Broken filenames in zip archives with 1-byte non-latin charset
unxed opened this issue · comments
Sample archive:
Desktop.zip
$ cat ./Desktop.zip | bsdtar -t
\215\256\242\240\357 \257\240\257\252\240/
\215\256\242\353\251 \342\245\252\341\342\256\242\353\251 \244\256\252\343\254\245\255\342.txt
Expected result should be as with unzip:
$ unzip -l ./Desktop.zip
Archive: ./Desktop.zip
Length Date Time Name
--------- ---------- ----- ----
0 2016-09-28 18:41 Новая папка/
4 2016-09-28 18:40 Новый текстовый документ.txt
--------- -------
4 2 files
The built-in .zip archiver in older versions of Windows used DOS (OEM) or Windows (ANSI) code page corresponding to current regional settings for new archives. Lots of such archives still exist.

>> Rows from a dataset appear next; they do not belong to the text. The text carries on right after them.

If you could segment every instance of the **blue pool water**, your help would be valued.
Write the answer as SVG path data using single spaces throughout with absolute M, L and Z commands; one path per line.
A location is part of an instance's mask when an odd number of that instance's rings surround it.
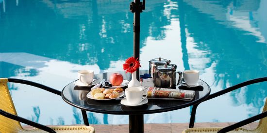
M 196 69 L 211 93 L 267 74 L 267 0 L 147 0 L 141 15 L 142 69 L 159 57 Z M 0 0 L 0 77 L 61 90 L 81 69 L 122 70 L 133 55 L 131 0 Z M 83 123 L 81 111 L 37 88 L 9 85 L 19 116 L 46 125 Z M 235 122 L 260 113 L 267 84 L 202 103 L 196 121 Z M 146 115 L 145 123 L 188 122 L 190 107 Z M 87 112 L 90 123 L 128 116 Z

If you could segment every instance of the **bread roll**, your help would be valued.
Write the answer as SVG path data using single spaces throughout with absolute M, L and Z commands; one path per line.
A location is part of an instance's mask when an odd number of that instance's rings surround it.
M 115 98 L 117 97 L 117 96 L 113 93 L 110 93 L 109 96 L 108 96 L 108 98 Z
M 97 99 L 104 99 L 104 97 L 105 94 L 102 93 L 96 93 L 94 96 L 94 97 Z
M 105 97 L 106 97 L 106 98 L 109 98 L 108 97 L 109 96 L 109 95 L 110 95 L 110 94 L 111 94 L 112 93 L 108 93 L 106 95 L 106 96 L 105 96 Z
M 115 91 L 120 92 L 123 91 L 123 89 L 121 87 L 118 87 L 115 89 Z
M 112 91 L 111 90 L 105 90 L 104 91 L 103 91 L 103 93 L 104 94 L 108 94 L 108 93 L 112 93 Z
M 100 90 L 101 90 L 101 92 L 102 92 L 102 93 L 103 93 L 103 91 L 104 91 L 104 90 L 105 90 L 104 88 L 99 88 L 100 89 Z
M 94 97 L 95 94 L 97 93 L 102 93 L 100 88 L 99 88 L 93 89 L 93 90 L 91 91 L 91 95 L 92 95 L 92 97 Z
M 117 97 L 118 97 L 118 95 L 119 95 L 118 92 L 117 92 L 117 91 L 115 91 L 112 92 L 112 94 L 115 94 Z

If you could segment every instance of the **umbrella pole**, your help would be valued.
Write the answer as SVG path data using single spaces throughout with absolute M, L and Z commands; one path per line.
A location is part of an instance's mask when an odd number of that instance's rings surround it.
M 140 13 L 145 10 L 145 0 L 134 0 L 130 5 L 130 10 L 134 13 L 134 57 L 140 60 Z M 136 78 L 139 80 L 139 68 L 136 70 Z

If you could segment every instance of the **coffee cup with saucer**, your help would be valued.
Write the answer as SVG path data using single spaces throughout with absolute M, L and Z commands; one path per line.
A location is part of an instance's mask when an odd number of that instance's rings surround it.
M 120 103 L 129 106 L 140 106 L 148 103 L 148 92 L 143 96 L 143 89 L 140 87 L 131 87 L 125 89 L 126 99 L 120 101 Z

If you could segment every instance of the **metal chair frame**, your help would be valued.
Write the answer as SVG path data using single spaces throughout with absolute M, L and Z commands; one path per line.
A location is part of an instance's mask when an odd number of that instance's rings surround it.
M 35 82 L 32 82 L 32 81 L 30 81 L 26 80 L 19 79 L 16 79 L 16 78 L 8 78 L 8 82 L 17 83 L 28 85 L 30 86 L 35 87 L 43 89 L 44 90 L 47 90 L 50 92 L 52 92 L 59 96 L 61 96 L 61 91 L 57 90 L 54 89 L 52 89 L 51 88 L 47 87 L 46 86 L 43 85 L 39 83 L 37 83 Z M 82 110 L 82 113 L 83 114 L 83 120 L 85 121 L 84 123 L 86 123 L 85 122 L 87 122 L 87 123 L 88 123 L 88 119 L 87 118 L 87 115 L 86 115 L 86 112 L 84 110 Z M 44 130 L 49 133 L 56 133 L 55 131 L 54 131 L 53 129 L 52 129 L 51 128 L 49 127 L 29 120 L 27 119 L 24 118 L 19 116 L 12 115 L 0 109 L 0 115 L 3 116 L 4 116 L 5 117 L 8 118 L 11 118 L 17 121 L 18 121 L 20 122 L 28 124 L 33 127 L 40 129 L 41 130 Z M 86 121 L 85 120 L 87 121 Z M 88 125 L 89 125 L 89 123 L 88 123 Z
M 255 79 L 252 79 L 250 80 L 249 80 L 248 81 L 246 81 L 241 83 L 240 83 L 239 84 L 234 85 L 234 86 L 229 87 L 228 88 L 227 88 L 225 89 L 223 89 L 222 90 L 219 91 L 217 92 L 214 93 L 213 94 L 212 94 L 210 95 L 207 99 L 204 100 L 203 102 L 208 101 L 209 100 L 212 99 L 214 98 L 219 96 L 220 95 L 223 95 L 225 93 L 227 93 L 228 92 L 231 92 L 234 90 L 235 90 L 236 89 L 239 89 L 240 88 L 247 86 L 251 84 L 259 83 L 259 82 L 262 82 L 267 81 L 267 77 L 263 77 L 263 78 L 256 78 Z M 202 103 L 201 102 L 201 103 Z M 194 127 L 194 124 L 195 123 L 195 118 L 196 117 L 196 113 L 197 111 L 197 108 L 198 107 L 198 106 L 200 103 L 198 103 L 195 104 L 193 106 L 192 112 L 191 112 L 191 115 L 190 117 L 190 123 L 189 123 L 189 128 L 193 128 Z M 241 121 L 240 122 L 238 122 L 235 124 L 233 124 L 232 125 L 230 125 L 229 126 L 225 127 L 220 131 L 218 132 L 218 133 L 226 133 L 227 132 L 229 132 L 231 130 L 234 130 L 235 129 L 236 129 L 239 127 L 241 127 L 244 125 L 247 125 L 248 124 L 250 123 L 253 121 L 255 121 L 256 120 L 260 119 L 262 118 L 265 118 L 267 117 L 267 111 L 266 111 L 265 112 L 262 113 L 260 114 L 258 114 L 257 115 L 256 115 L 254 117 L 250 118 L 249 118 L 246 119 L 245 120 L 243 120 L 242 121 Z

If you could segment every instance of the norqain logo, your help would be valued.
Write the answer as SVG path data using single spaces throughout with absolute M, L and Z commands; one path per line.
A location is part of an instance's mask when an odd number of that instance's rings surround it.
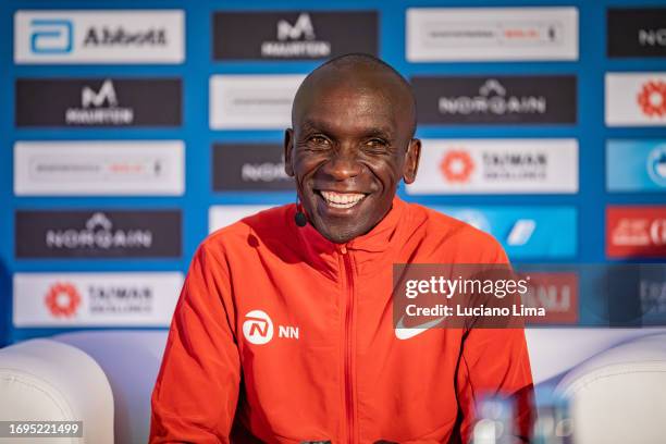
M 48 248 L 150 248 L 149 230 L 113 230 L 113 223 L 103 212 L 96 212 L 83 230 L 48 230 Z
M 544 96 L 511 96 L 495 78 L 489 78 L 474 97 L 440 97 L 442 114 L 544 114 L 547 100 Z

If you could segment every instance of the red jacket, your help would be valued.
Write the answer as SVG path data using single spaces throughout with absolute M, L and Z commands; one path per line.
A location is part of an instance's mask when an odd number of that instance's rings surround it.
M 518 393 L 523 331 L 396 337 L 392 264 L 504 263 L 490 235 L 394 199 L 345 245 L 273 208 L 209 236 L 192 262 L 152 395 L 151 443 L 467 442 L 480 393 Z M 254 436 L 254 437 L 252 437 Z

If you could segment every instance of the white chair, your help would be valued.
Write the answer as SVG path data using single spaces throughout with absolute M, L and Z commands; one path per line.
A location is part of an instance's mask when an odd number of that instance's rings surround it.
M 0 349 L 0 420 L 83 421 L 83 442 L 113 443 L 113 395 L 102 369 L 76 347 L 30 340 Z M 0 443 L 81 439 L 0 439 Z
M 577 444 L 666 442 L 666 334 L 632 340 L 569 371 L 556 393 L 569 399 Z

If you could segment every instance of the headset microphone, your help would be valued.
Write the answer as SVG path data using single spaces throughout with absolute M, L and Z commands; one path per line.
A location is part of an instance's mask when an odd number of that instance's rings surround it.
M 294 222 L 296 222 L 296 225 L 300 229 L 308 224 L 308 219 L 306 218 L 305 213 L 298 208 L 298 195 L 296 195 L 296 214 L 294 214 Z

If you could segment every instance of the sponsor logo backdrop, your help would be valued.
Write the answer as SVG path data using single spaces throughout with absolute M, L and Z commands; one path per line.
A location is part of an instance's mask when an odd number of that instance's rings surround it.
M 666 260 L 657 1 L 38 7 L 0 2 L 0 345 L 164 325 L 210 231 L 295 200 L 281 168 L 294 91 L 345 52 L 414 82 L 424 152 L 403 198 L 492 233 L 516 262 Z M 579 305 L 602 303 L 562 273 L 555 296 L 536 291 L 567 303 L 552 320 L 594 323 Z M 663 305 L 657 281 L 637 300 Z

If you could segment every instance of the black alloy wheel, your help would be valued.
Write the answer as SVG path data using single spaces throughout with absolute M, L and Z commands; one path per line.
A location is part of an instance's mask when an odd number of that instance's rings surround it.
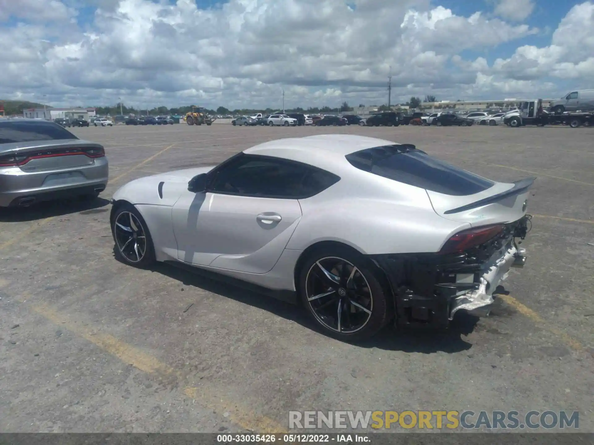
M 347 249 L 331 252 L 318 252 L 304 263 L 302 301 L 330 335 L 344 340 L 368 338 L 391 313 L 381 278 L 359 254 Z
M 146 267 L 155 260 L 154 248 L 146 223 L 131 204 L 121 205 L 112 222 L 118 258 L 131 266 Z

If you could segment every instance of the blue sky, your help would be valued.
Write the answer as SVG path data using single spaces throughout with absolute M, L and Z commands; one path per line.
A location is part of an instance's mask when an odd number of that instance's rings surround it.
M 390 65 L 396 101 L 594 88 L 594 0 L 52 1 L 3 4 L 0 97 L 381 104 Z

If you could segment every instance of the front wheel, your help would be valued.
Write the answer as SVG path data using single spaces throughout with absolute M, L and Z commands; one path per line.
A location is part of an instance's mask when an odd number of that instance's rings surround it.
M 119 206 L 112 219 L 116 258 L 130 266 L 146 268 L 155 261 L 154 247 L 142 215 L 134 206 Z
M 299 272 L 299 293 L 311 318 L 340 340 L 375 334 L 392 311 L 381 275 L 372 263 L 346 247 L 324 248 L 310 254 Z
M 564 111 L 565 111 L 565 107 L 564 107 L 563 105 L 557 105 L 552 109 L 553 113 L 554 113 L 555 115 L 563 115 Z

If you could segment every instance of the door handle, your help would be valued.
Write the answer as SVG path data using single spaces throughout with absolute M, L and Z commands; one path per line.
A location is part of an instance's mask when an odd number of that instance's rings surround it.
M 261 221 L 263 223 L 270 224 L 273 223 L 279 223 L 283 218 L 280 215 L 265 215 L 261 213 L 256 217 L 256 219 L 258 221 Z

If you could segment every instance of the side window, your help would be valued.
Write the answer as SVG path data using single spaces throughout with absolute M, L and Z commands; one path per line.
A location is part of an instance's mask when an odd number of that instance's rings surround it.
M 339 180 L 306 164 L 243 155 L 218 171 L 208 188 L 213 193 L 297 199 L 317 195 Z

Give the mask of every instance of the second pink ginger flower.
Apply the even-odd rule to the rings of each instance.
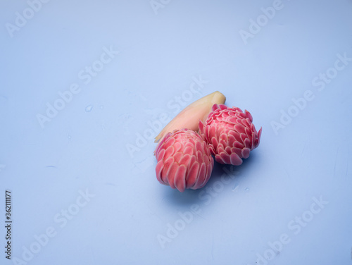
[[[239,108],[215,104],[205,123],[199,122],[201,135],[220,164],[239,166],[242,159],[259,145],[262,129],[257,132],[251,113]]]
[[[199,99],[156,137],[156,141],[161,139],[155,152],[161,183],[182,192],[201,188],[211,175],[211,154],[218,163],[239,166],[258,146],[262,129],[256,131],[251,113],[228,108],[225,101],[219,92]],[[198,128],[199,134],[195,132]]]

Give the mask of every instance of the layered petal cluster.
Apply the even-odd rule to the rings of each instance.
[[[156,147],[155,155],[158,180],[181,192],[203,187],[214,166],[206,141],[189,129],[167,133]]]
[[[239,166],[242,159],[259,145],[262,129],[257,132],[246,110],[214,104],[205,123],[199,122],[199,132],[209,144],[217,162]]]

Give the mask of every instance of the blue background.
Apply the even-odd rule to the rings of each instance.
[[[334,68],[352,58],[352,2],[282,0],[265,18],[277,2],[156,1],[1,0],[0,263],[351,264],[352,61]],[[160,185],[151,138],[216,90],[259,147],[201,190]]]

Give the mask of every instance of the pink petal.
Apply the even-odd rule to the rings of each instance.
[[[175,187],[181,192],[183,192],[186,189],[186,166],[181,165],[178,167],[175,175]]]

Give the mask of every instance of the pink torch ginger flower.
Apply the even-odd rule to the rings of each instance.
[[[207,143],[189,129],[167,133],[156,147],[155,155],[158,180],[181,192],[203,187],[214,166]]]
[[[214,104],[206,122],[199,122],[199,132],[209,144],[217,162],[239,166],[242,159],[259,145],[262,129],[257,132],[246,110]]]

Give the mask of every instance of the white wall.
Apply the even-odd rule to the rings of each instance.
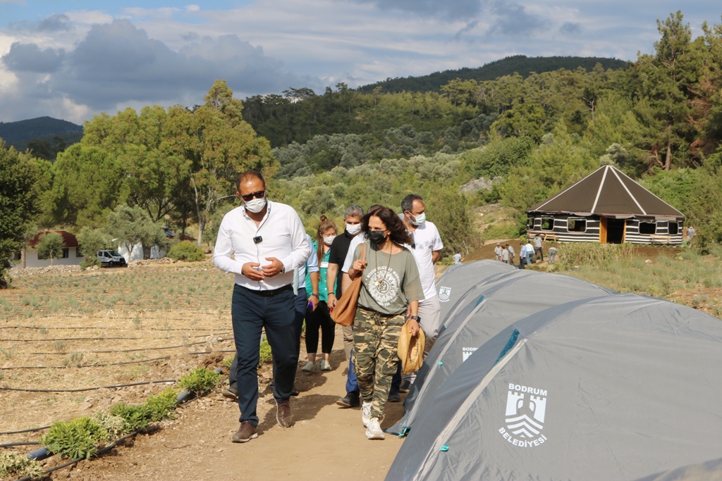
[[[56,259],[53,265],[79,265],[85,260],[84,257],[76,257],[77,247],[68,247],[68,257]],[[44,268],[50,265],[50,259],[38,259],[38,252],[28,250],[25,252],[26,268]]]

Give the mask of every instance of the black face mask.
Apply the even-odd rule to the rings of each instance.
[[[383,235],[383,231],[369,231],[368,238],[376,245],[383,244],[386,240],[386,237]]]

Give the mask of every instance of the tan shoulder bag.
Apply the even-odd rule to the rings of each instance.
[[[366,262],[366,242],[361,244],[361,261]],[[336,303],[336,307],[331,312],[331,318],[336,324],[346,327],[353,325],[362,278],[363,273],[351,282],[351,286],[341,295],[341,299]]]

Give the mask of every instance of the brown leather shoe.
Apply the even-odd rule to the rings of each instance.
[[[258,438],[258,435],[256,432],[256,426],[248,421],[243,421],[240,423],[238,431],[233,435],[234,443],[248,443],[251,439]]]
[[[282,428],[293,425],[293,415],[291,415],[291,403],[288,400],[279,402],[276,401],[276,420]]]

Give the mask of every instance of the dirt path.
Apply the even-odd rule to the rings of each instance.
[[[178,418],[165,421],[162,430],[72,471],[61,470],[56,479],[383,480],[402,441],[388,434],[384,441],[367,440],[360,411],[336,405],[345,392],[347,367],[340,328],[336,339],[332,371],[306,374],[299,369],[301,393],[292,400],[292,428],[278,426],[266,391],[258,401],[258,438],[234,444],[238,407],[217,392],[179,410]],[[392,425],[402,413],[401,403],[387,405],[382,427]]]

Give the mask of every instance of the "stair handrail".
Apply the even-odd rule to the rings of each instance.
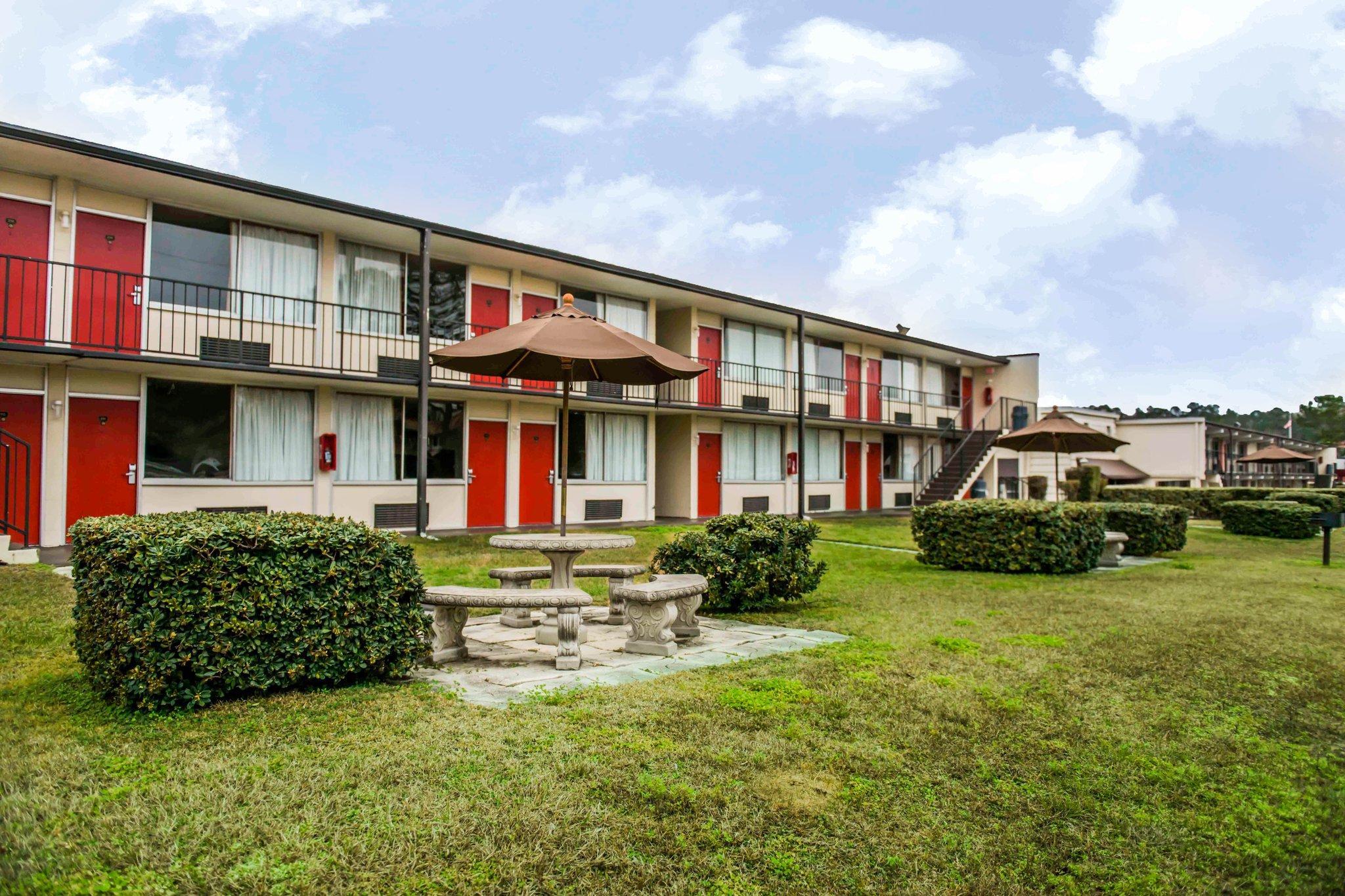
[[[11,501],[17,504],[15,489],[12,488],[11,469],[16,467],[19,449],[23,449],[23,525],[15,521],[17,508],[11,506]],[[8,430],[0,430],[0,533],[17,532],[23,536],[23,544],[30,543],[31,514],[32,514],[32,446]],[[17,470],[13,470],[17,477]]]
[[[946,433],[956,433],[958,431],[958,420],[960,420],[963,418],[963,414],[967,411],[967,408],[971,407],[972,398],[974,396],[968,395],[967,398],[964,398],[962,400],[962,404],[958,406],[956,414],[954,414],[952,418],[950,418],[947,426],[939,429],[939,431],[935,434],[935,438],[937,438],[937,439],[942,441],[944,438]],[[925,412],[928,412],[928,408],[925,408]],[[928,485],[929,481],[933,480],[933,477],[936,477],[939,474],[939,470],[933,470],[932,473],[929,472],[931,467],[933,466],[933,450],[935,450],[935,447],[937,447],[937,445],[939,445],[939,442],[935,442],[933,445],[931,445],[929,447],[927,447],[924,450],[924,453],[920,455],[920,459],[916,461],[916,469],[912,470],[911,478],[915,482],[915,488],[916,488],[916,493],[917,494],[920,492],[923,492],[924,486]],[[943,465],[940,465],[939,469],[942,470]],[[925,478],[921,478],[921,476],[924,476]]]
[[[972,435],[975,435],[976,433],[985,433],[989,429],[986,426],[986,420],[990,419],[990,415],[993,412],[999,411],[999,424],[995,426],[994,429],[995,429],[997,433],[1003,433],[1006,429],[1009,429],[1009,424],[1007,424],[1007,412],[1006,412],[1007,408],[1010,406],[1013,406],[1013,407],[1018,407],[1018,406],[1026,407],[1029,404],[1036,404],[1036,402],[1025,402],[1022,399],[1006,398],[1006,396],[999,396],[998,399],[995,399],[994,402],[991,402],[990,406],[986,407],[985,414],[981,415],[981,419],[971,424],[971,429],[967,430],[967,434],[964,437],[962,437],[962,441],[958,442],[958,446],[955,449],[952,449],[952,454],[950,454],[947,458],[944,458],[943,463],[939,465],[939,469],[935,470],[933,474],[931,474],[929,478],[925,480],[924,482],[917,482],[917,488],[916,488],[916,493],[915,493],[915,501],[919,501],[924,496],[925,489],[929,488],[929,484],[933,482],[933,480],[940,473],[943,473],[946,469],[948,469],[952,465],[952,462],[954,462],[955,458],[958,459],[959,465],[963,463],[963,454],[962,454],[963,450],[967,447],[967,443],[971,442],[971,437]],[[963,406],[966,406],[966,403],[963,403]],[[983,443],[982,445],[982,454],[981,454],[981,457],[978,457],[971,463],[970,467],[964,466],[964,465],[962,466],[962,476],[958,478],[958,486],[959,488],[962,486],[962,481],[967,477],[966,472],[968,469],[971,469],[971,467],[975,467],[975,465],[981,462],[981,458],[985,457],[993,446],[994,446],[994,442],[986,442],[986,443]],[[933,446],[929,446],[929,451],[931,453],[933,451]],[[955,494],[956,494],[956,492],[955,492]]]

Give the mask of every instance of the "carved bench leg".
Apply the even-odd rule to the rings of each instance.
[[[624,626],[625,625],[625,598],[613,598],[613,587],[624,587],[631,584],[631,576],[621,576],[620,579],[607,580],[607,618],[603,619],[603,625],[609,626]]]
[[[500,582],[502,591],[531,591],[531,582],[510,582],[504,579]],[[531,629],[533,627],[533,611],[527,607],[506,607],[500,610],[500,625],[510,629]]]
[[[555,668],[580,668],[580,607],[560,607],[555,614]]]
[[[434,607],[434,622],[430,623],[430,662],[457,662],[467,660],[467,638],[463,626],[467,625],[467,607]]]
[[[625,618],[631,623],[631,634],[625,641],[627,653],[647,653],[655,657],[671,657],[677,653],[677,641],[672,638],[677,607],[671,600],[654,603],[627,600]]]
[[[677,599],[677,622],[672,623],[672,637],[678,641],[690,641],[701,637],[701,623],[695,618],[695,611],[701,606],[705,595],[693,594]]]

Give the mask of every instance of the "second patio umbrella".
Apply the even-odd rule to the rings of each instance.
[[[1011,451],[1050,451],[1056,455],[1056,500],[1060,500],[1060,453],[1115,451],[1122,445],[1130,445],[1118,438],[1099,433],[1064,414],[1059,407],[1050,414],[1025,426],[1015,433],[1007,433],[995,439],[995,445]]]
[[[561,306],[535,317],[491,330],[456,345],[430,352],[430,360],[464,373],[561,383],[561,535],[565,535],[569,490],[570,383],[574,380],[658,386],[689,380],[703,373],[697,364],[672,349],[574,308],[565,294]]]

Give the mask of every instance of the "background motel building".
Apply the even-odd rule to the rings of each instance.
[[[1044,412],[1049,410],[1044,408]],[[1128,442],[1115,451],[1061,454],[1061,476],[1067,467],[1095,463],[1115,485],[1307,488],[1328,486],[1336,474],[1336,446],[1297,439],[1289,433],[1260,433],[1202,416],[1124,419],[1119,414],[1088,407],[1060,410],[1077,423]],[[1237,458],[1272,445],[1313,459],[1286,465],[1237,462]],[[1009,462],[1007,453],[998,461],[1001,466]],[[1048,497],[1056,497],[1049,453],[1022,453],[1018,465],[1024,476],[1046,477]],[[1009,482],[1007,476],[1001,476],[1001,489]]]
[[[421,282],[421,246],[430,257]],[[4,531],[301,510],[416,524],[429,348],[577,305],[710,367],[577,386],[434,368],[429,529],[909,506],[995,489],[975,429],[1034,419],[1036,355],[942,345],[546,249],[0,125]],[[799,334],[803,333],[799,375]],[[959,451],[959,446],[962,450]],[[955,474],[944,457],[960,458]],[[942,478],[940,478],[942,477]],[[950,482],[955,478],[955,482]],[[991,490],[991,493],[994,493]]]

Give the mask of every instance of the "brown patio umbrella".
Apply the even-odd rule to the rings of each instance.
[[[1007,433],[995,439],[995,445],[1011,451],[1050,451],[1056,455],[1056,500],[1060,500],[1060,453],[1115,451],[1122,445],[1130,445],[1091,426],[1071,419],[1059,407],[1050,414],[1025,426],[1017,433]]]
[[[703,373],[703,364],[612,326],[574,308],[569,293],[561,306],[535,317],[430,352],[430,360],[464,373],[551,380],[561,391],[561,535],[569,490],[570,383],[573,380],[658,386]]]

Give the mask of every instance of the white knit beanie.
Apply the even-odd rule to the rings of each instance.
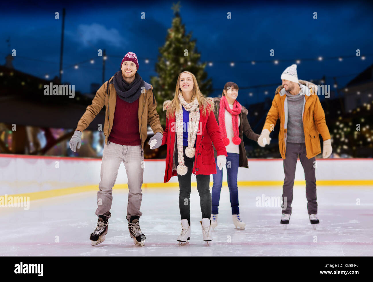
[[[297,65],[292,64],[290,67],[286,68],[281,75],[281,79],[299,83],[298,75],[297,73]]]

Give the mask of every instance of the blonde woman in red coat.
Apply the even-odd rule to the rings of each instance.
[[[179,75],[175,96],[163,103],[163,110],[166,119],[162,145],[167,145],[164,182],[177,176],[180,188],[182,231],[178,241],[182,243],[190,239],[189,197],[193,173],[200,199],[203,241],[208,242],[212,240],[210,175],[216,173],[213,143],[217,152],[219,169],[225,165],[227,156],[213,103],[201,92],[194,75],[185,71]]]

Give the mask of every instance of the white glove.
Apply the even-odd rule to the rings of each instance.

The correct behavior is to determine the relevant OEM or ANSI code page based on the system locale and use it. You can look at this PR for reference implementation:
bsdtar
is using isprint(3)
to decide what characters are safe to print to the terminal. All others are escaped. So unless your locale is an actual matching single-byte locale and not UTF-8 as used on most Unix systems nowadays by default, this is perfectly sensible behavior.
Unzipping such archive by bsdtar on Mint 21.3 produces incorrect utf-8 sequences in file names.
Sure, the binary filename is passed through as it doesn't know what to make of it. Remember, nothing on POSIX says that filenames are UTF-8 and the same applies to many binary file formats.